The Shoulder Caps That Devoured Biloxi? The Incredible Abdominals That Never Stopped Moving In and Out?
Or just
Young, Cute, and Lewd?

Later, Lucky asked me if the whole east side was like this. Of course
none
of the east side is like this, but after a while all of Manhattan is, because the rhythm of its humor takes the tempo of the queen and the gauge of its glamour observes the queen’s imperatives. My friend Tim came to New York bearing the open cool of Seattle and the precision of Washington, D.C.; two months after he arrived, he was referring to himself as The Marquise.

If the Madcap Heiress is basic Manhattan, then so must be the east side, for there are no Madcap Heiresses anywhere else. The rich don’t live where you live; they live where they live. A century ago, they had one of their meetings and decided that the rich sector was east of the Park. But New York’s rich is strange, like everything else in New York. If Lady Bracknell moved here, where would she abide? Only the very East Fifties would look right to her, but they move too fast. Bank Street would be slow enough, but the wrong chic. Put her on West Eighty-second for a week and she’d be mugging Puerto Ricans. New York is too commingled. It’s densely shared.

Lucky appreciated the Madcap Heiress. Effortfully polite, he asked about Crazy Bunny and the Dizzy Wizard, not realizing that these, like many of the people we know and count on, are fictional characters. If I had asked the Madcap Heiress about Crazy Bunny, he would have been peeved. You’re to listen, not ask. But devastating aliens may derail the patter. “Why, dear heart, Crazy Bunny is very simply the natural enemy of Colonel Snapper von Turtel, and you must take care, when they call, not to ally yourself with one or the other.

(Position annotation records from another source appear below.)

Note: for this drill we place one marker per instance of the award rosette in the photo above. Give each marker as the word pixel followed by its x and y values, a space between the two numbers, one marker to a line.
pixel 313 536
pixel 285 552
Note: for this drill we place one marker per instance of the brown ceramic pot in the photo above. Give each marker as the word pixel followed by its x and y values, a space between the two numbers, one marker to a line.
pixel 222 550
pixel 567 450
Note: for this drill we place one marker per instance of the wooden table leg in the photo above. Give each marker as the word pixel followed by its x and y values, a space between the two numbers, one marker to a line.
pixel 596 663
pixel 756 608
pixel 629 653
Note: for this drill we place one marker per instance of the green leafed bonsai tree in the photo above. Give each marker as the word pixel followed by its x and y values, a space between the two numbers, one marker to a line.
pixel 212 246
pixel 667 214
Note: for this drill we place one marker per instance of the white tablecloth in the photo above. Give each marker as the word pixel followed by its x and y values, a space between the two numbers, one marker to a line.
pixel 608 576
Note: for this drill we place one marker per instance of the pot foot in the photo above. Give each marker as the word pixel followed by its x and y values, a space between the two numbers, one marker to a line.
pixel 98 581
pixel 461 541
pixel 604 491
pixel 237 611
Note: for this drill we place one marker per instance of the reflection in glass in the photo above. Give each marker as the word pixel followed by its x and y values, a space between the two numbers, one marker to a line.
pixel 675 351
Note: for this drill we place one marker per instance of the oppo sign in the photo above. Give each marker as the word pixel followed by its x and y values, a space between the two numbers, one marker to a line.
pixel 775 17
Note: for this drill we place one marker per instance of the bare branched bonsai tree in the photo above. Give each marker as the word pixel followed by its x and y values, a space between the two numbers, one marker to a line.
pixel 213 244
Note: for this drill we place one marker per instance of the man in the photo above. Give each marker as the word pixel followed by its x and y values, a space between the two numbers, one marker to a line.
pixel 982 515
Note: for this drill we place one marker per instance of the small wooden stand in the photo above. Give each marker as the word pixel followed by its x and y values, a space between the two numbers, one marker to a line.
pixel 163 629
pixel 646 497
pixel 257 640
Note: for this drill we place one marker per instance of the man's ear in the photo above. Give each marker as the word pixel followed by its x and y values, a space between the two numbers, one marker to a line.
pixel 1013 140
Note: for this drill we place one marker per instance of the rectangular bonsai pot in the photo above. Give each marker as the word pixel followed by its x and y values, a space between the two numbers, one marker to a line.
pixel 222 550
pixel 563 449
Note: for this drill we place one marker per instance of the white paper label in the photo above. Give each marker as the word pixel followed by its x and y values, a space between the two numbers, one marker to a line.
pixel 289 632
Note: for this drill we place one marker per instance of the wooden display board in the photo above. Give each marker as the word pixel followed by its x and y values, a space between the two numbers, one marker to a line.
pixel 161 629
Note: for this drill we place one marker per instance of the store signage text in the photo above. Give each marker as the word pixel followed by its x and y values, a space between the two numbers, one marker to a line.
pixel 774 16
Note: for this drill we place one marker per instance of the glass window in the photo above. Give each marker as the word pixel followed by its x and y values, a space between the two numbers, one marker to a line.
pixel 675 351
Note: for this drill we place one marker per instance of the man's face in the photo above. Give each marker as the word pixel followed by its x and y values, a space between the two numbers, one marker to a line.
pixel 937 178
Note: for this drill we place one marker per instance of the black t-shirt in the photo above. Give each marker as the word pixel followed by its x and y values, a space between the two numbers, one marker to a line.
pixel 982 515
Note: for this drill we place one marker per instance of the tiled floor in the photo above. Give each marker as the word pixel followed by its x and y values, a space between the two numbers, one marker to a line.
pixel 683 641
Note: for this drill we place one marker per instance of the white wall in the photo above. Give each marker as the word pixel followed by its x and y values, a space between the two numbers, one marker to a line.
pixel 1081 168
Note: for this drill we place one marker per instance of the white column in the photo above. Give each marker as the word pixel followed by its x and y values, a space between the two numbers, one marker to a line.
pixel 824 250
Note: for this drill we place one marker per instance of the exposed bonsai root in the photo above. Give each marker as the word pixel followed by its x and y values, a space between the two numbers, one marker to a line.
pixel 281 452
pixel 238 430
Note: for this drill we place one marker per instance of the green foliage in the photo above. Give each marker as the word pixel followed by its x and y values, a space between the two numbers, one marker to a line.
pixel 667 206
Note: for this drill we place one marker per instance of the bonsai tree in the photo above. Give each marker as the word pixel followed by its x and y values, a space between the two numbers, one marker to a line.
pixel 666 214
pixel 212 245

So gruesome.” He moved closer to Lucky. “Keeps you busy.” He drew his finger along the curve of Lucky’s left pectoral. “I love it when they fight.” He circled the nipple, bold and high on the muscle. “I’ll give you five hundred dollars if you let me taste your quibble.”

*   *   *

West siders routinely attack the east side, I imagine because the west side is a slum. It acts like one, too. Here, only the gays are men; the straights are shapeless wimps in joke-shop eyeglasses. In a Yankees cap they think they’re preening, and when a weightlifter walks by they sneer. Lucky failed to notice them. He saw the Korean fruit stands, the boutiques, the old folks on the benches—and these are New York, but not New York enough for him. There’s too much there here, too many sights that obscure the character of the place. “Where’s the intellectuals?” he asked.

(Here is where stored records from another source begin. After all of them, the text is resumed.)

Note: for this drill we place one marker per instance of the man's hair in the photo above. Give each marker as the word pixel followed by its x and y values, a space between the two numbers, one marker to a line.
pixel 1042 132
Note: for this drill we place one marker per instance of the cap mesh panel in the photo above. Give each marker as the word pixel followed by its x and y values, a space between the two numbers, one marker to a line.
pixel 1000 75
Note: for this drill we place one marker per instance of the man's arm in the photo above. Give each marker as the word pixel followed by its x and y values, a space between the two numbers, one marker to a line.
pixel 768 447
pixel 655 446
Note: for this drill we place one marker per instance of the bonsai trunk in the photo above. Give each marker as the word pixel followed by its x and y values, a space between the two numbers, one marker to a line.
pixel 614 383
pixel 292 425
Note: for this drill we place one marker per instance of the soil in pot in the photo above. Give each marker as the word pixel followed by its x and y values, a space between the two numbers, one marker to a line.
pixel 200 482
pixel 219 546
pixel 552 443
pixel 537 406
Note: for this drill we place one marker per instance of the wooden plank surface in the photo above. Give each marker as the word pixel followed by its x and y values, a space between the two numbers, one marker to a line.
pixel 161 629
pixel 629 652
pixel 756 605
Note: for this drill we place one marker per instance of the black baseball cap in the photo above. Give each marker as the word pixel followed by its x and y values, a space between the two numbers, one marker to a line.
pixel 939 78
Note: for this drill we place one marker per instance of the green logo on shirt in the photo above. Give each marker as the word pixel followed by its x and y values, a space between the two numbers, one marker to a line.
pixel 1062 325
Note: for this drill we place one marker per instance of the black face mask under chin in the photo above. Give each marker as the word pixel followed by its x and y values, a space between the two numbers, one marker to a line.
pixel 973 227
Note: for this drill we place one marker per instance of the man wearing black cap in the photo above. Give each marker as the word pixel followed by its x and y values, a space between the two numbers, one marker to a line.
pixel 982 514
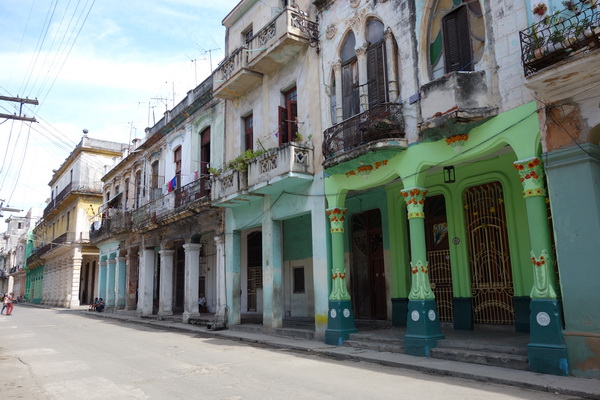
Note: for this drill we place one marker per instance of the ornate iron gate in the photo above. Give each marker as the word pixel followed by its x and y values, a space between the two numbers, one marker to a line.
pixel 489 257
pixel 440 277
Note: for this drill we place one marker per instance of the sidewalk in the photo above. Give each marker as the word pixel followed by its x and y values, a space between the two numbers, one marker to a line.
pixel 581 387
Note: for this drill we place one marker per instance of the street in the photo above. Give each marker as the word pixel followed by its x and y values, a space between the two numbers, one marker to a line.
pixel 53 354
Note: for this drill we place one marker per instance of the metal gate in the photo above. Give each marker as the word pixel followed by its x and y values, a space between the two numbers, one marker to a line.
pixel 438 255
pixel 489 257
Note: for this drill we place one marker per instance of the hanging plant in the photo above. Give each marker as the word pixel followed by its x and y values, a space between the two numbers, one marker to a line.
pixel 540 9
pixel 570 5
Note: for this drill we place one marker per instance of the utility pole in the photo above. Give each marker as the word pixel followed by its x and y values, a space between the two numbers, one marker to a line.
pixel 22 101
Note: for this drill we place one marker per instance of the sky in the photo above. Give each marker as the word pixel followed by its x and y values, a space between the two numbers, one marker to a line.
pixel 109 66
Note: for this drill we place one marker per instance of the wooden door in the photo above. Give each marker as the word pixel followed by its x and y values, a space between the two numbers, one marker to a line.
pixel 489 256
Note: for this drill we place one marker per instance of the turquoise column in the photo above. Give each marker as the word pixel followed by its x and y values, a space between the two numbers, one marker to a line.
pixel 423 328
pixel 121 277
pixel 546 351
pixel 340 323
pixel 102 279
pixel 110 281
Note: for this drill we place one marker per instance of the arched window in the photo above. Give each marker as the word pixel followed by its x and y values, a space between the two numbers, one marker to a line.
pixel 376 65
pixel 350 95
pixel 456 36
pixel 204 152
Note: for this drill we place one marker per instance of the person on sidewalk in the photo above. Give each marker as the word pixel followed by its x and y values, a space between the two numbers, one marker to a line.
pixel 9 303
pixel 4 303
pixel 100 305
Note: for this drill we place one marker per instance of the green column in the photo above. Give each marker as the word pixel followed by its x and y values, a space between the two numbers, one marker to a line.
pixel 546 351
pixel 423 328
pixel 340 323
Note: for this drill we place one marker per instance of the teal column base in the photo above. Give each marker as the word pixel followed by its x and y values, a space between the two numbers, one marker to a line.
pixel 340 323
pixel 547 352
pixel 399 311
pixel 423 328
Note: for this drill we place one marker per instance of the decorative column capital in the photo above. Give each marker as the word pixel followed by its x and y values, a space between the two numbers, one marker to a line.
pixel 531 172
pixel 336 218
pixel 415 201
pixel 192 246
pixel 166 253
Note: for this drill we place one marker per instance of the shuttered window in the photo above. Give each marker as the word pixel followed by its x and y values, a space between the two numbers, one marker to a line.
pixel 288 117
pixel 249 132
pixel 376 73
pixel 458 55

“They live in New Jersey.”

I took him to a west side party, so he could sample Manhattan wit. But the guests were glued to the television—not even entertainment-center video, but network ooze. At least it was Public TV. I blushed for New York at the sparkless comebacks thrown at the screen, but Lucky wouldn’t know irony from babble; just hearing people talking fast intrigued him. Half the gang were straights, so they couldn’t understand why he was shirtless, but they were too afraid of the answer to ask.

Guests came and went. The notable arrival was a tall but under-grown character who managed to be brutally bald and excessively hairy at once. He made numerous philosophical statements, each as valid as the advice you get on a cocktail napkin, and went on to put–down assessments of the hobbies, professions, and eating habits (remnants of Chinese takeout were strewn about) of the entire room. Then he settled down to some concentrated mugging of a program about a recent American assault on Everest. Lucky had tuned the rest of us out; mountains fascinate him. So, I expect, did the climbers, of that blond, bearded, lanky, affably laconic type that always turns up on documentaries of the outdoors. They were clearly as exhilarated as challenged, and I could see Lucky realizing that there is no one like this in New York. He was sad; he had hoped there would be mountains here. There is no one like this in L.A., either, but there are some in Oregon, whence Lucky derives.

“Why do you do it?” an interviewer asked a climber.

“Because you’re a schmuck,” said the hairy baldo.

“Say, excuse me,” Lucky began, and I froze. The last time Lucky said, “Say, excuse me,” he chopped three San Franciscan teenagers into messes on Sacramento Street for making homophobic allusions. Like all Oregonians, Lucky is easygoing except about one thing for which he will not only fight but die—everyone raised in the state gets to choose his thing at the age of fifteen, then must stick to it for life, even if he leaves home. Lucky’s thing is mountains.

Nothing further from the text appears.